А позже, продолжая прерванный разговор, спрашивает: «Да что вы, Родион Романыч, такой сам не свой? Право! Слушаете и глядите, а как будто и не понимаете. Вы ободритесь. Вот дайте поговорим: жаль только, что дела много и чужого и своего… Эх, Родион Романыч, — прибавил он вдруг, — всем человекам надобно воздуху, воздуху, воздуху-с… Прежде всего!»

Сценка вторая. Какого «воздуху»? Слова эти завораживают Раскольникова. Проходит еще два дня. Он бредит наяву. Часы и дни у него перепутались. В его каморку является Разумихин. Между ними — обрывочный разговор. И вдруг Раскольников произносит: «Вчера мне один человек сказал, что надо воздуху человеку, воздуху, воздуху! Я хочу к нему сходить сейчас и узнать, что он под этим разумеет».

Разумихин вскоре уходит, а следом за ним и Раскольников — к Свидригайлову, за «воздухом».

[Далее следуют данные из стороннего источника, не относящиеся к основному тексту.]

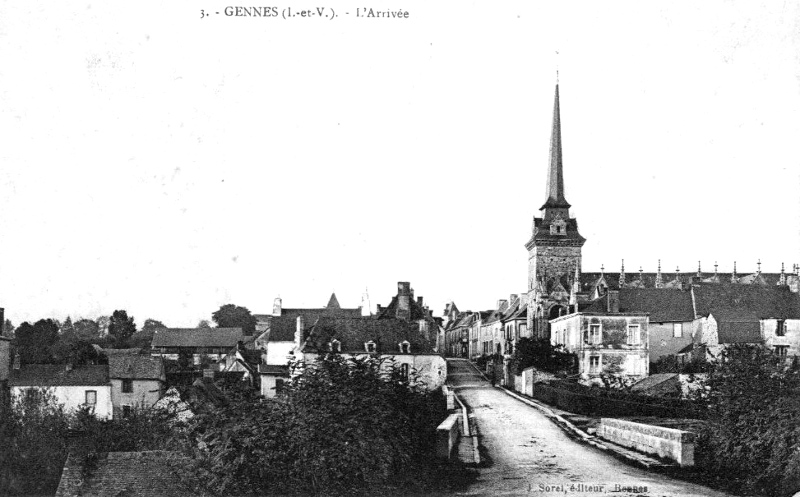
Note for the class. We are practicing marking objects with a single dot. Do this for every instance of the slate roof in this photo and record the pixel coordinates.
(56, 375)
(135, 367)
(143, 474)
(739, 331)
(354, 333)
(652, 381)
(198, 337)
(663, 305)
(746, 302)
(588, 279)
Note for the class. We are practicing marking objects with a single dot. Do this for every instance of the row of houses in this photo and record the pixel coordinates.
(625, 329)
(404, 333)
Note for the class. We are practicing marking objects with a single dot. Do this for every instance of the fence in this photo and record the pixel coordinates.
(597, 405)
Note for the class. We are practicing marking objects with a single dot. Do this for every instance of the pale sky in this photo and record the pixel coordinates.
(165, 164)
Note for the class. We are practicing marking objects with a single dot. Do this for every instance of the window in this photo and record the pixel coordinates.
(633, 334)
(595, 334)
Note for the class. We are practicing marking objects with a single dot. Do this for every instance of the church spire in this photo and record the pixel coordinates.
(555, 172)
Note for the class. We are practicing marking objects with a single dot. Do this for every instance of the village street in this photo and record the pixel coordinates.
(525, 453)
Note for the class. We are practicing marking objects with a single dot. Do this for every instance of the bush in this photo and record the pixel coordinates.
(754, 436)
(344, 426)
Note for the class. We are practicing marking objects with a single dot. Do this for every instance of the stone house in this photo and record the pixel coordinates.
(406, 343)
(610, 342)
(211, 344)
(137, 382)
(73, 387)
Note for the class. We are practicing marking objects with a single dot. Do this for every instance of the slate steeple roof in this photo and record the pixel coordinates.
(555, 173)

И сценка третья. Не успел он отворить дверь, как вдруг: «Не ждали гостя, Родион Романыч?» На пороге — Порфирий. Начинается его долгий — на час — исповедальный монолог. Раскольников почти все время молчит, лихорадочно соображая, чтó тот знает, а чтó нет. И вдруг Порфирий, предлагая ему явку с повинною, произносит: «Отдайтесь жизни прямо, не рассуждая; не беспокойтесь, — прямо на берег вынесет и на ноги поставит. На какой берег? А я почем знаю. Я только верую, что вам еще много жить.

<…> Знаю, что не веруете, а ей-богу, жизнь вынесет. Самому после слюбится. Вам теперь только воздуху надо, воздуху, воздуху!»

И прямо вслед за этим: «Раскольников даже вздрогнул».

Вот тут-то, если помнишь, если расслышал первые две сценки, вздрогнешь невольно и сам.

Раньше, после свидригайловских «подмигивающих» слов, повторяющих его собственные, «Раскольников побледнел и похолодел. И — прошептал: „По-почему… вы знаете?“ Он мог бы прошептать сейчас этот вопрос и Порфирию.

В самом деле, откуда Порфирий знает именно эти слова? Да и знает ли?

Оказывается (я об этом забыл): час назад, в момент их встречи на пороге, у Раскольникова мелькнуло: «Но как же это он подошел тихонько, как кошка, и я ничего не слыхал? Неужели подслушивал?» Подслушал, и вот — возвращает ему подслушанное, «цитует», по его собственному выражению? А может, по пути Разумихина встретил — тот и рассказал ему о «воздухе»?

Мало того. Оказывается: за минуту перед этими словами Порфирий произносит: «Вам, во-первых, давно уже воздух переменить надо». А после них, минуты через три, оказывается, опять о том же: «Да и чего вам в бегах? В бегах гадко и трудно, а вам прежде всего надо жизни и положения определенного, воздуху соответственного, ну а ваш ли там воздух?»